NEW ORLEANS (CN) - A bid to regulate the casket production of a Catholic monastery must go before the Louisiana Supreme Court, the 5th Circuit ruled.

The Louisiana funeral board says it has the right to keep the Monks of St. Joseph, a Catholic monastery of 38 monks located in Covington, La., from selling handmade wooden caskets, but the federal appeals court said that the board must first prove that it ever had the right to regulate casket sales in the first place.

"One could interpret Title 37 Chapter 10, the portion of the Louisiana code creating the State Board, as only vesting the State Board with authority to regulate casket sales when made by someone who operates a funeral establishment or provides funeral services," Judge Patrick Higginbotham wrote for a three-judge panel.

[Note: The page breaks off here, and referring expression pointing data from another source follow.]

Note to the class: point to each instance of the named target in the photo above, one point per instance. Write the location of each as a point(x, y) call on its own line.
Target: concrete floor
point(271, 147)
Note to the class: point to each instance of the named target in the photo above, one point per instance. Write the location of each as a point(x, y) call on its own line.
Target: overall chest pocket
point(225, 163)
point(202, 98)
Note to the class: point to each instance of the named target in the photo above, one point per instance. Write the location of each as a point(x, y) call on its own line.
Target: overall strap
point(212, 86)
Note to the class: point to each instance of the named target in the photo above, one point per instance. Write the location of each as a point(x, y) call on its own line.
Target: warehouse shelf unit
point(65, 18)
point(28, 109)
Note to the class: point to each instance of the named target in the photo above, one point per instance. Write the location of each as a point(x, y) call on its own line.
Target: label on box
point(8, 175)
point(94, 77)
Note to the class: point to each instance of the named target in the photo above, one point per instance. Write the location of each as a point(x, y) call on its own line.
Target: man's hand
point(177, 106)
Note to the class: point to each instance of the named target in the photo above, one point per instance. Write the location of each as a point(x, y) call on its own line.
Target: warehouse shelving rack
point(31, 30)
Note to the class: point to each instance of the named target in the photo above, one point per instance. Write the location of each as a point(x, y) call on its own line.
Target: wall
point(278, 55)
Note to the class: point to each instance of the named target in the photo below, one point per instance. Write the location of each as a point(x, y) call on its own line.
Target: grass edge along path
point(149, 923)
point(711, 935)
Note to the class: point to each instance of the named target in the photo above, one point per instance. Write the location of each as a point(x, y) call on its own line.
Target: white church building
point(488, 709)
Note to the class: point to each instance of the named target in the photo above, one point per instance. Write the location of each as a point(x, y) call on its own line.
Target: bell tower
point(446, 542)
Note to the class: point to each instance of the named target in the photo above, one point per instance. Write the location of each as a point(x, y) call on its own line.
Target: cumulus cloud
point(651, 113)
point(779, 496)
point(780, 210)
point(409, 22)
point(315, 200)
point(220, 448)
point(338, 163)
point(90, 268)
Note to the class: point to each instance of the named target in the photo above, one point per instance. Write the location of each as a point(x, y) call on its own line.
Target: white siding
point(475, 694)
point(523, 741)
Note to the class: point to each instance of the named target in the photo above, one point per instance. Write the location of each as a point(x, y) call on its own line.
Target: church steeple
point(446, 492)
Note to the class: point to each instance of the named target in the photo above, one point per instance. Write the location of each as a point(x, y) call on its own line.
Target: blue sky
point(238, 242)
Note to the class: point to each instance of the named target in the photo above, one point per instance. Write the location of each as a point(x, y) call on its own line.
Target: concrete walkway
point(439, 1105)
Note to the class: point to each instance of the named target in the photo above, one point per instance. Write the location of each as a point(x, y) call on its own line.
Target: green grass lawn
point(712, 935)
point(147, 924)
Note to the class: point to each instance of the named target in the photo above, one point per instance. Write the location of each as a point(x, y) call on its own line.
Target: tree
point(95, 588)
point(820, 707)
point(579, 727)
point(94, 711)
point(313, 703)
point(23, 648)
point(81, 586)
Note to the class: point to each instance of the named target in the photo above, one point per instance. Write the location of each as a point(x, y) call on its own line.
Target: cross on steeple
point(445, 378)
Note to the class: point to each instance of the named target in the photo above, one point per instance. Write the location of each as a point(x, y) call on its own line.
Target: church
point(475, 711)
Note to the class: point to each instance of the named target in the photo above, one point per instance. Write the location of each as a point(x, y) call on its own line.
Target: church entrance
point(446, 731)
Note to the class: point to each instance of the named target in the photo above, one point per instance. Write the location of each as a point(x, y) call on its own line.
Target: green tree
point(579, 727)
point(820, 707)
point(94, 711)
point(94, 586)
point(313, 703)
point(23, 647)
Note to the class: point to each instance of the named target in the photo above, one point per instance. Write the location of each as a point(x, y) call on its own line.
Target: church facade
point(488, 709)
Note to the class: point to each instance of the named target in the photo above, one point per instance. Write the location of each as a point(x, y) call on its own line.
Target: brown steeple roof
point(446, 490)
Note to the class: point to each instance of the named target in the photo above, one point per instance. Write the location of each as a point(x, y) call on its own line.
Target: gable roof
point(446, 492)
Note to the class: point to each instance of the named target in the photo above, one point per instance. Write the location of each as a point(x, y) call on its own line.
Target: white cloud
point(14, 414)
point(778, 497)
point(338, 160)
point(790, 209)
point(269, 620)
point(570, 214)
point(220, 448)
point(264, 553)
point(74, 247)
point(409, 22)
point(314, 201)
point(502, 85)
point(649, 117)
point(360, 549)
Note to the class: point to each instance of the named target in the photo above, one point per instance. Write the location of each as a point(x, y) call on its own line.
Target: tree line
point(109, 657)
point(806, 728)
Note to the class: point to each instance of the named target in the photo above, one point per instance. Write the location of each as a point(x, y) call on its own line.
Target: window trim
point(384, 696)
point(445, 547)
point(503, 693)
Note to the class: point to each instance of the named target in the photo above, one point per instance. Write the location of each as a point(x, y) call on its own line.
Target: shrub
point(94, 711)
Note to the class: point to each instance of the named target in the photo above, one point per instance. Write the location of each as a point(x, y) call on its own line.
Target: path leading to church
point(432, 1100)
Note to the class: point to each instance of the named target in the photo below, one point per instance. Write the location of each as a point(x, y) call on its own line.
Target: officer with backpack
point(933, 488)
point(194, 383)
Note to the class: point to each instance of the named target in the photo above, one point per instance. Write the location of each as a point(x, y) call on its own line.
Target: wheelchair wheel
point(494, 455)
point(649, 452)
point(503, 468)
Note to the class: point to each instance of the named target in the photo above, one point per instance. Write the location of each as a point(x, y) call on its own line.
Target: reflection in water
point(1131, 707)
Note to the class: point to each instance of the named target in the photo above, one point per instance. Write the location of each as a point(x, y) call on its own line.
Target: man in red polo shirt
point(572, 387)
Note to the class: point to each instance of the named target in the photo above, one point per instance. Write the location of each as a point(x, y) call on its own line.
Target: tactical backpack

To that end, the panel tasked the Louisiana Supreme Court with determining "whether Louisiana law furnishes the Louisiana State Board of Embalmers and Funeral Directors with authority to regulate casket sales when made by a retailer who does not provide any other funeral services."

Even in positing the question, the panel appeared doubtful.

"To be sure, Louisiana does not regulate the use of a casket, container, or other enclosure for the burial remains; has no requirements for the construction or design of caskets; and does not require that caskets be sealed," according to the Tuesday opinion. "Individuals may construct their own caskets for funerals in Louisiana or purchase caskets from out-of-state suppliers via the internet. Indeed, no Louisiana law even requires a person to be buried in a casket."

Court documents say the monks looked to casket making as a possible source of revenue after Hurricane Katrina destroyed their timber in 2005.

The monks had spent generations making simple wooden caskets their brethren, but public interest in the caskets increased after two bishops were buried in Abbey caskets in the 1990s.

"Seeing potential in this demand, the Abbey invested $200,000 in St. Joseph Woodworks, managed by Mark Coudrain, a deacon of the Church and an employee of the Abbey," Higginbotham wrote. "The business plan was simple. St. Joseph Woodworks offered one product - caskets in two models, 'monastic' and 'traditional,' priced at $1,500 and $2,000 respectively, significantly lower than those offered by funeral homes."

Other than casket-making, the monastery does not arrange funerals nor handle human remains. It limits its participation in funerals to a pastoral role.

But in December 2007, the State Board of Licensed Funeral Directors threatened the monks with penalties of up to $2,500 and 180 days in jail if they continued to make and sell the caskets without a funeral director's license or licensing themselves as a funeral establishment.

Such regulations would require the monks to build a layout parlor for 30 people, a display room for six caskets, an arrangement room, and embalming facilities, among many other guidelines, according to the court.

After the monks filed suit, U.S. District Judge Stanwood Duval ruled that the monks do not need a license to make the caskets.

"There is no rational basis for the state of Louisiana to require persons who seek to enter into the retailing of caskets to undergo the training and expense necessary to comply with" rules required of funeral directors, Duval wrote in July 2011.

The 5th Circuit judges agreed.

"Whatever special expertise a funeral director may have in casket selection is irrelevant to it being the sole seller of caskets," Higginbotham wrote. "This is because customers pay funeral directors a nondeclinable service fee, which contractually binds a funeral director to assist the customer with funeral and burial logistics, including, for example, casket selection, even if the customer does not purchase the casket from the funeral director. ... A customer of a funeral home receives the same service whether or not he purchases the casket from the funeral home, and because only funeral homes can sell funeral services, and all disposing of dead bodies must be 'through a funeral establishment,' he must engage their service.

"Moreover, like the district court and consistent with its findings, we find it doubtful that the challenged law is rationally related to policing deceptive sales tactics."